Je ne veux pas révéler la fin de l’histoire aux lecteurs, mais disons que dans le Haut-Nyong, comme à Wallis où le Dr David s’était fait la main auparavant, les choses ne se sont pas passées comme prévu….
Wang Sonné, madame Ateba… Qui sont ces authentiques passeurs de mémoire sans qui il aurait été impossible de mener l’enquête ?

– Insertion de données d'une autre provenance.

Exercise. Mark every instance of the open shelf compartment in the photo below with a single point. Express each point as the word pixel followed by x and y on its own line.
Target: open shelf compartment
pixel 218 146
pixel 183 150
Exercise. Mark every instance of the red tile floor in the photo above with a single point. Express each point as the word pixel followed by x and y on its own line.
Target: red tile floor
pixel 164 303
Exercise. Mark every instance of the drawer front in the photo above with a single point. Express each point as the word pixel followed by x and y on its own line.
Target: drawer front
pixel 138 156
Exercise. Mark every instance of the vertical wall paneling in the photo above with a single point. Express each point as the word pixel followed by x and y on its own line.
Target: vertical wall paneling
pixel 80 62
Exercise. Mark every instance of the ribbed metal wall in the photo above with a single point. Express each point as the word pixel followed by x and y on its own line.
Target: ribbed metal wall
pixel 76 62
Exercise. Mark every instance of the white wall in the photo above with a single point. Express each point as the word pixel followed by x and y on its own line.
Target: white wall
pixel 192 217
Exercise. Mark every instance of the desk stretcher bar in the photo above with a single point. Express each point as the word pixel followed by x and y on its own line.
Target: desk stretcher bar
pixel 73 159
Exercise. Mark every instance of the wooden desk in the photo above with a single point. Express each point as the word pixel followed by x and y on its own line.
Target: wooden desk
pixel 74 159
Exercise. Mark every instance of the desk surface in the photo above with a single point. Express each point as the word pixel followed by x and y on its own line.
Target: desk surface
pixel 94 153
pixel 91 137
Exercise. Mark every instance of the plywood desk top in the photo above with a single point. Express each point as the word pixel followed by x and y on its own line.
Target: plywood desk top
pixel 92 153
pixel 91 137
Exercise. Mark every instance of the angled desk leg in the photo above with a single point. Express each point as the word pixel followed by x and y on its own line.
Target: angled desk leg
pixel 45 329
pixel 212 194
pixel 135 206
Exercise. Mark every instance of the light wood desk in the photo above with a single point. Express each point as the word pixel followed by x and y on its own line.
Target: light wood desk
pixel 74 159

Sur les traces du Dr David, j’ai mis mes pas dans ceux d’un grand historien camerounais, Wang Sonné, qui a disparu peu après que je l’ai rencontré, en 2002. Il avait commencé à enquêter sur l’histoire mystérieuse du Dr David, fasciné lui aussi par l’ambition et l’ambiguïté de l’expérience du Haut-Nyong. En reprenant le fil de ses enquêtes, en rencontrant à mon tour des témoins de l’expérience, comme Madame Ateba, une figure politique du Haut-Nyong, en sillonnant avec eux les couvents, les hôpitaux et les écoles de la région, j’ai voulu expérimenter un mode d’enquête et d’écriture qui rende compte de la manière dont l’histoire est vivante, à travers des chansons, des ruines, des gestes, des objets du quotidien, des plantes. La question n’est pas de compléter les lacunes des archives avec des témoignages oraux ou des sources matérielles, selon la vision classique du travail de l’historien. Il s’agit plutôt d’affirmer que le passé n’a pas d’autre lieu que le présent, qu’il n’a pas d’existence sans les médiations qui lui permettent d’advenir, sans les liens qui nous relient à lui, qu’il s’agisse d’un éclat de rire, d’une cacaoyère abandonnée ou de papiers rongés par les termites. Raconter l’histoire de ce Dr David, qui se dérobe au fur et à mesure qu’on essaye de le saisir, est ainsi pour moi une manière de rappeler que la perte et le manque ne sont pas des obstacles mais des conditions de possibilité du récit historique.